Graduate Program in Informatics (PPGia), Pontifícia Universidade Católica do Paraná, Curitiba, Paraná, Brazil.
Polytechnic School, Centro Universitário UniDomBosco, Curitiba, Paraná, Brazil.
PLoS One. 2020 May 26;15(5):e0232942. doi: 10.1371/journal.pone.0232942. eCollection 2020.
The recent decrease in cost and time to sequence and assemble of complete genomes created an increased demand for data storage. As a consequence, several strategies for assembled biological data compression were created. Vertical compression tools implement strategies that take advantage of the high level of similarity between multiple assembled genomic sequences for better compression results. However, current reviews on vertical compression do not compare the execution flow of each tool, which is constituted by phases of preprocessing, transformation, and data encoding. We performed a systematic literature review to identify and compare existing tools for vertical compression of assembled genomic sequences. The review was centered on PubMed and Scopus, in which 45726 distinct papers were considered. Next, 32 papers were selected according to the following criteria: to present a lossless vertical compression tool; to use the information contained in other sequences for the compression; to be able to manipulate genomic sequences in FASTA format; and no need prior knowledge. Although we extracted performance compression results, they were not compared as the tools did not use a standardized evaluation protocol. Thus, we conclude that there's a lack of definition of an evaluation protocol that must be applied by each tool.
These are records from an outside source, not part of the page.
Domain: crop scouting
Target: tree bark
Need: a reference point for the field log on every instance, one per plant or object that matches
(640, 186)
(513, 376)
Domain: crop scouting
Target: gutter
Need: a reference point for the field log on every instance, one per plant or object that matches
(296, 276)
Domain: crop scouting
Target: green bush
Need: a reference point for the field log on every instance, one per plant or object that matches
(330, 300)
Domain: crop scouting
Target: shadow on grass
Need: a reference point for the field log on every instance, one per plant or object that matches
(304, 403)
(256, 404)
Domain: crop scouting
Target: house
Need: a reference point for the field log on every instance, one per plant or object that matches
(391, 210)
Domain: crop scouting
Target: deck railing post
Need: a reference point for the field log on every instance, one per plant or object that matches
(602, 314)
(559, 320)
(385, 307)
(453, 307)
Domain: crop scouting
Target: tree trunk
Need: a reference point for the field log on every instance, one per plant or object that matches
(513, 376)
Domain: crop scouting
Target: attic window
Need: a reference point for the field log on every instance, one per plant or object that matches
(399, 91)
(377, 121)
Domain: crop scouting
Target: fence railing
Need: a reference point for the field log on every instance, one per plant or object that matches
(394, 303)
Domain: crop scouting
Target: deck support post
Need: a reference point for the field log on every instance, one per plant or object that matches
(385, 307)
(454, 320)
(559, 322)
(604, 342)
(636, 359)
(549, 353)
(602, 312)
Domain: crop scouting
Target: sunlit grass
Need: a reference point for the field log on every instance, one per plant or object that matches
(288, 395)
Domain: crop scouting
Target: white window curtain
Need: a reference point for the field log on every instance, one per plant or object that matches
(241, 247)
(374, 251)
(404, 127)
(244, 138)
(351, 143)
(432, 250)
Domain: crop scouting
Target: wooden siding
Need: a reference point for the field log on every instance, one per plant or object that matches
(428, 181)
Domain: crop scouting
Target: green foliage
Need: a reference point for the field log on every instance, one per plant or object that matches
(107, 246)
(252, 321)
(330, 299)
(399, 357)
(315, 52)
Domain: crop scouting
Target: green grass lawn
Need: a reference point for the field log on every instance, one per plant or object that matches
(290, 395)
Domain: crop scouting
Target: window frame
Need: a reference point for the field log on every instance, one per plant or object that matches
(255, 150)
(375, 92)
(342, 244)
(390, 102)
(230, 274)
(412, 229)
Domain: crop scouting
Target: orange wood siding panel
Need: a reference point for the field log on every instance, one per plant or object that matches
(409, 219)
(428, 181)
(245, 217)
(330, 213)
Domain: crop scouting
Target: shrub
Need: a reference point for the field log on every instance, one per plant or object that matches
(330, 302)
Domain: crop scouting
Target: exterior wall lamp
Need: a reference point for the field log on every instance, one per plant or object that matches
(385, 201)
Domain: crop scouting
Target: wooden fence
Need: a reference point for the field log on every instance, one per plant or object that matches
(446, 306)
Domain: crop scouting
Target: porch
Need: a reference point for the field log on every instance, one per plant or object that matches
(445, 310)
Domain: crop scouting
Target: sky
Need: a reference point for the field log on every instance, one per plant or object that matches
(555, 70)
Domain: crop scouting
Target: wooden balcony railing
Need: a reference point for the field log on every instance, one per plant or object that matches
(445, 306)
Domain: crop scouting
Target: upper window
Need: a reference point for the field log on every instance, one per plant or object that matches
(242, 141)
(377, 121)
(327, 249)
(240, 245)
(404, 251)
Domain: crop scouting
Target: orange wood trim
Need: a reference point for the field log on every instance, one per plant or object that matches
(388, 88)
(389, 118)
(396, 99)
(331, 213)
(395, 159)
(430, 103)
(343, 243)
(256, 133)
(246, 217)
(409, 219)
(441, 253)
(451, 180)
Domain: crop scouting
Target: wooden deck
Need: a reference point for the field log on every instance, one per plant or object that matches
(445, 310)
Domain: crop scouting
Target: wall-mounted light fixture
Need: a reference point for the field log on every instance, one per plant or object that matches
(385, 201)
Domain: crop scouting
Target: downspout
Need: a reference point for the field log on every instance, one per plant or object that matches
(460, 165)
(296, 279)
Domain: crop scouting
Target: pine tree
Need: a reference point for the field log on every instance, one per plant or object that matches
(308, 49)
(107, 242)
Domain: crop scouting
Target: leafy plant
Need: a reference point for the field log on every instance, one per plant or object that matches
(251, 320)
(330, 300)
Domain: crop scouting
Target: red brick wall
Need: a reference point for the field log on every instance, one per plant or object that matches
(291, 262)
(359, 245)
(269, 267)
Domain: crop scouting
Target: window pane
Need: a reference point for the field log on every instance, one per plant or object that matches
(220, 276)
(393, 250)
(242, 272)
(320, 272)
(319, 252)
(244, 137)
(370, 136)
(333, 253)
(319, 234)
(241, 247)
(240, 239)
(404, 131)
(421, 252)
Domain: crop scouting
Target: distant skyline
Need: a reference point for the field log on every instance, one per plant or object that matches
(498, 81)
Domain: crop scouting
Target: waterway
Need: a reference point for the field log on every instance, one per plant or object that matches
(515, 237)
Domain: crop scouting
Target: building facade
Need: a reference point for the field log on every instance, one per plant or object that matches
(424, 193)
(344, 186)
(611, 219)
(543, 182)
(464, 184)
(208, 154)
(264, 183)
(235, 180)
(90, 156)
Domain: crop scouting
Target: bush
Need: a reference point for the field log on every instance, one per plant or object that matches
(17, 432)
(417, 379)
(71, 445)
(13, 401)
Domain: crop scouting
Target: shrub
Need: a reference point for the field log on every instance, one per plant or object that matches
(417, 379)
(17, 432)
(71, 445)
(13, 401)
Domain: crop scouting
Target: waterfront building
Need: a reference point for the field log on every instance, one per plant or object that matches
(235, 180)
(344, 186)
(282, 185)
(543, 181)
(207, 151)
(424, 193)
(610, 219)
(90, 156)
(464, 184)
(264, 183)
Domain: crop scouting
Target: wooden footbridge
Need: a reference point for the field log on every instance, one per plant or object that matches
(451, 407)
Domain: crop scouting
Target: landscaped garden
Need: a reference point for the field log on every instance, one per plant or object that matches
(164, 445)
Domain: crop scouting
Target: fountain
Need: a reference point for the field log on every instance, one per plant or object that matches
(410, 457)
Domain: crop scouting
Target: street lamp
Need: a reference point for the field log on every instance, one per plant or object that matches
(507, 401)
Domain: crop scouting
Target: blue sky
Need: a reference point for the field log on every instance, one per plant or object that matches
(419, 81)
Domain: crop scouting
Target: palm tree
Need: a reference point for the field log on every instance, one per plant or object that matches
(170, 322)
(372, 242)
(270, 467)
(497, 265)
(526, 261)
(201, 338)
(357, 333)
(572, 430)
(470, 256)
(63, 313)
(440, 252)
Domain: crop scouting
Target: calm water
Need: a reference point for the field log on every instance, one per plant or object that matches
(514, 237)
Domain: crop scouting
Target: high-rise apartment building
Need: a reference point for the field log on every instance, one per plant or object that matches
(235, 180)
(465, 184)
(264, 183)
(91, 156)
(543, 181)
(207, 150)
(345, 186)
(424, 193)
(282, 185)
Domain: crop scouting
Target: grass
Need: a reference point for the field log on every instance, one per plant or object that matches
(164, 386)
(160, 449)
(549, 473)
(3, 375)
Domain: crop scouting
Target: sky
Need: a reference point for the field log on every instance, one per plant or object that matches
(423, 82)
最近测序和组装完整基因组的成本和时间的降低,导致了对数据存储的需求增加。因此,出现了几种用于组装生物数据压缩的策略。垂直压缩工具实施的策略利用了多个组装基因组序列之间的高度相似性,以获得更好的压缩效果。然而,目前关于垂直压缩的综述并没有比较每个工具的执行流程,该流程由预处理、转换和数据编码三个阶段组成。我们进行了系统的文献综述,以识别和比较现有的用于组装基因组序列的垂直压缩工具。综述主要集中在 PubMed 和 Scopus 上,共考虑了 45726 篇不同的论文。然后,根据以下标准选择了 32 篇论文:提出了一种无损的垂直压缩工具;利用其他序列中的信息进行压缩;能够处理 FASTA 格式的基因组序列;以及不需要先验知识。尽管我们提取了性能压缩结果,但由于工具没有使用标准化的评估协议,因此没有进行比较。因此,我们得出结论,缺乏每个工具都必须应用的评估协议的定义。